I'm not familiar with AMD but perhaps it is designed to default to stock settings when the PC is shut down?
Using the Bios, the best option for OC'ing, will resolve that problem.


----------



## greenbrucelee

have you saved the settings?

if so then it would suggest to me that your overclock is not stable.

Did you stress test your system after overclocking?


----------



## cyricc

greenbrucelee said:


> have you saved the settings?





tyree said:


> Using the Bios, the best option for OC'ing, will resolve that problem.



I used AMD Overdrive in the recent past, only for cpu fan control, as I overclocked through BIOS. From my experience, even saving the settings (mine were to put my cpu fan at 80% fan speed), telling the application to launch on start up, never worked, I would have to manually launch the program and configure my cpu fan speed every boot.
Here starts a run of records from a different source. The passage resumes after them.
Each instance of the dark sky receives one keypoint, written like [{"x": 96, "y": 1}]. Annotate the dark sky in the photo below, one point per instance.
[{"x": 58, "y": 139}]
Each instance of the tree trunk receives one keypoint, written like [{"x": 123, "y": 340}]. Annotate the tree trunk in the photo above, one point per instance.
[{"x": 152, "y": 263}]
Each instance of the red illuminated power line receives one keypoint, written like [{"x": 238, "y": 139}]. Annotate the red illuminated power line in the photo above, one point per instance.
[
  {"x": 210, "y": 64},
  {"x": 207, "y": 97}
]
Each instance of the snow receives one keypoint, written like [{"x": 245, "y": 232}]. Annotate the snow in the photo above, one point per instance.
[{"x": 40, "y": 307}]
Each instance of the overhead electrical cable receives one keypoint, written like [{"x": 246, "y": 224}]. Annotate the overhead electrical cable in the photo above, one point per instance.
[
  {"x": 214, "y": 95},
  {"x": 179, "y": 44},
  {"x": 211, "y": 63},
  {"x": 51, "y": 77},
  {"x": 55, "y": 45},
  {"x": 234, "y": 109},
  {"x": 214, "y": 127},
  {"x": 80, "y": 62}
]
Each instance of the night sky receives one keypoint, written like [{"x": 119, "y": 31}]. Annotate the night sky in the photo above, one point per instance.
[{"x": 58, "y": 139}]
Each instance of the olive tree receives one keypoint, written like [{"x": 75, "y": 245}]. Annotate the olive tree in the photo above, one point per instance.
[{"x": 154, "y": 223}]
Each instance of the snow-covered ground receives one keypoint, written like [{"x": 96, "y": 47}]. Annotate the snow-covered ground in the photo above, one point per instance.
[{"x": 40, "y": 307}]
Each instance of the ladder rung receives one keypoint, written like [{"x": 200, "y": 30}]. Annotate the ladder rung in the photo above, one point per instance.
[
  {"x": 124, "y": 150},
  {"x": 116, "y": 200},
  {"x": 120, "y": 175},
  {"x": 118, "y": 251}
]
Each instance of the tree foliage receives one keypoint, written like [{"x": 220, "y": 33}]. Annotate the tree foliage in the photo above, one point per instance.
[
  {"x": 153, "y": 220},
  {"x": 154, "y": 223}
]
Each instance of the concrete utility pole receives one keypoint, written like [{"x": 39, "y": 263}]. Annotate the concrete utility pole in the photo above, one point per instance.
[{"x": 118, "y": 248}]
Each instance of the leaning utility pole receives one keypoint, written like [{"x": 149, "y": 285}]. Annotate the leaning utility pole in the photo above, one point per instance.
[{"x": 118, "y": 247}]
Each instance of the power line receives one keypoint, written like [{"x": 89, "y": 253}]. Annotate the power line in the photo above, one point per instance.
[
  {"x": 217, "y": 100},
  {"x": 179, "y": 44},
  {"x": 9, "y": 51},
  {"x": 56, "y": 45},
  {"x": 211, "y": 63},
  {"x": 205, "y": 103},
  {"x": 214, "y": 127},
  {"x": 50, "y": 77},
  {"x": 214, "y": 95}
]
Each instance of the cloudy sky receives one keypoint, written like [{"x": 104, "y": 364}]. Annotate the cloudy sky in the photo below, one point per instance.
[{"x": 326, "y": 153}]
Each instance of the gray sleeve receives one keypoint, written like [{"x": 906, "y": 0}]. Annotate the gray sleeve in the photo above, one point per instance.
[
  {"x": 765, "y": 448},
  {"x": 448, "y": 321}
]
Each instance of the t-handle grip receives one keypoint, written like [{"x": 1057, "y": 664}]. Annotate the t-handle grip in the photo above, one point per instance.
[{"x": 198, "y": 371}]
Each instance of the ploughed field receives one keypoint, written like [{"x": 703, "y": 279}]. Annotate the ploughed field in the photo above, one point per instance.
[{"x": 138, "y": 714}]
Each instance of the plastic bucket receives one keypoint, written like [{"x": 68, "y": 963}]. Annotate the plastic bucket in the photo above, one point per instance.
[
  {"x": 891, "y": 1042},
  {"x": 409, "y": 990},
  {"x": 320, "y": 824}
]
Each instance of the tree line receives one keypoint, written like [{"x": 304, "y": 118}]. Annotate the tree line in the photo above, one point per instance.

I would recommend putting your OC rates into BIOS, and using AMD OD as a monitoring tool.


----------



## greenbrucelee

cyricc said:


> I used AMD Overdrive in the recent past, only for cpu fan control, as I overclocked through BIOS. From my experience, even saving the settings (mine were to put my cpu fan at 80% fan speed), telling the application to launch on start up, never worked, I would have to manually launch the program and configure my cpu fan speed every boot. I would recommend putting your OC rates into BIOS, and using AMD OD as a monitoring tool.


That's interesting to know cyricc. Sounds like the overdrive is pretty pointless then if it doesn't save settings.

To the OP the BIOS is the best place to OC always has been. Software can be dodgy sometimes.


----------



## cjdelphi

i'm curious how the software is able to OC it at all.... too bad MB manufactures stopped allowing you to set the voltage/clock speed via jumpers.

Solution to the problem would be to simply have the program run on startup so you can do what you need without having to manually run it (if it indeed does oc it)


----------